Monday, August 15, 2005

ER doctor at JFK's assassination tells his story

From the Casper Star Tribune, excerpted below...

Only a small number of eyewitnesses to the JFK assassination are alive today, and even fewer of the team of ER doctors on staff at Parkland Hospital that day are able to tell their stories.

Saturday at the Trigeminal Neuralgia Association Conference at the Holiday Inn in Casper, neurosurgeon Dr. Phil Williams, M.D., spoke of his experiences on Friday, Nov. 22, 1963, in Dallas.

"Even though it was 40 years ago, it is still a part of our lives," said Williams, who was on staff at Parkland Hospital that day.

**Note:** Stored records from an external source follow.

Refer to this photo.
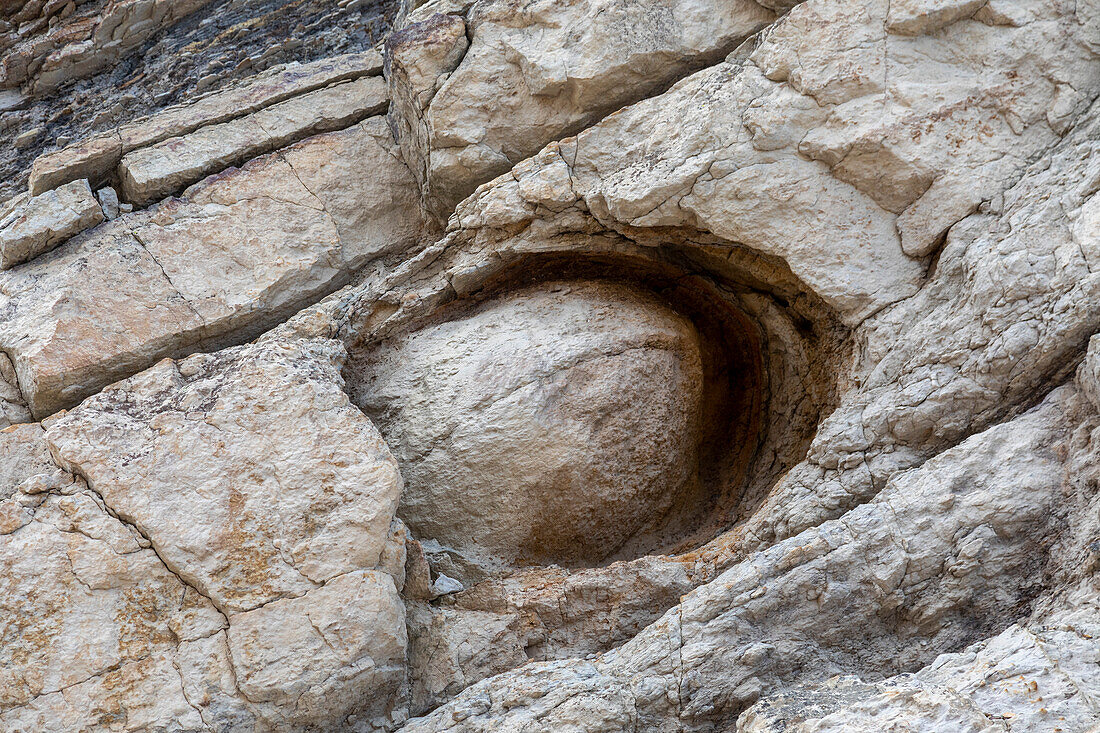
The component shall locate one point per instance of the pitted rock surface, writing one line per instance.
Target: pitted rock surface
(563, 365)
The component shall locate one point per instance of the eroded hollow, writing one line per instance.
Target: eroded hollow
(551, 424)
(576, 411)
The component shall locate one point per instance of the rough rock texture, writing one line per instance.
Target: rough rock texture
(525, 465)
(759, 391)
(218, 44)
(231, 256)
(250, 592)
(97, 156)
(470, 111)
(46, 220)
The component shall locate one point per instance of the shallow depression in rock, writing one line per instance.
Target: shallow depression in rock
(551, 424)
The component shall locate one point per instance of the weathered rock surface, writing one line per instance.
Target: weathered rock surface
(230, 258)
(212, 600)
(97, 156)
(769, 402)
(153, 173)
(221, 45)
(470, 111)
(45, 221)
(548, 426)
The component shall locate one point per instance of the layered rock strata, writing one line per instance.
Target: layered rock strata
(758, 392)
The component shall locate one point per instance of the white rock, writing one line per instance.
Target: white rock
(510, 423)
(45, 221)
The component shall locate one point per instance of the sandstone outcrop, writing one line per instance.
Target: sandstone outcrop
(606, 367)
(510, 423)
(46, 220)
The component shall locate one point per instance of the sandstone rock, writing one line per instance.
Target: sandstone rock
(465, 116)
(510, 423)
(88, 42)
(1040, 677)
(238, 253)
(288, 485)
(12, 406)
(930, 558)
(150, 174)
(336, 654)
(45, 221)
(97, 156)
(883, 216)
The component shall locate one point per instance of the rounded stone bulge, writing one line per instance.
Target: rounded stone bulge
(551, 424)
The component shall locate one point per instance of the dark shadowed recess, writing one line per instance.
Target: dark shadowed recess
(773, 357)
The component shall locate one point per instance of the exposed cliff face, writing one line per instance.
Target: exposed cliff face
(80, 66)
(568, 365)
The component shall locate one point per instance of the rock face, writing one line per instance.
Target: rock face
(573, 365)
(548, 426)
(44, 221)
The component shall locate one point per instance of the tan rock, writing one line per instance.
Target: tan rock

A few hands raised when Williams asked who in the crowd of neurosurgeons could remember the exact place they stood when Kennedy was shot.

"The next thing we remember like that in our history is 9/11," Williams said.

In September of 1963, Williams was put in charge of the emergency room at Parkland Hospital in Dallas, where only two months later, President Kennedy would be brought to die. Williams had just graduated from Tulane University in New Orleans, returning to his hometown of Dallas for his internship. On Fridays around noon, Williams said he usually went to the ER to tend to the patients, but on that particular Friday, he was at a conference on the third floor above the ER.

A little after noon, Williams and his colleagues heard pages for some of the most important doctors at Parkland, but shrugged them off. A few minutes later, another intern stuck his head through the conference room door and said that President Kennedy and then Gov. John Connally were in the ER with gunshot wounds.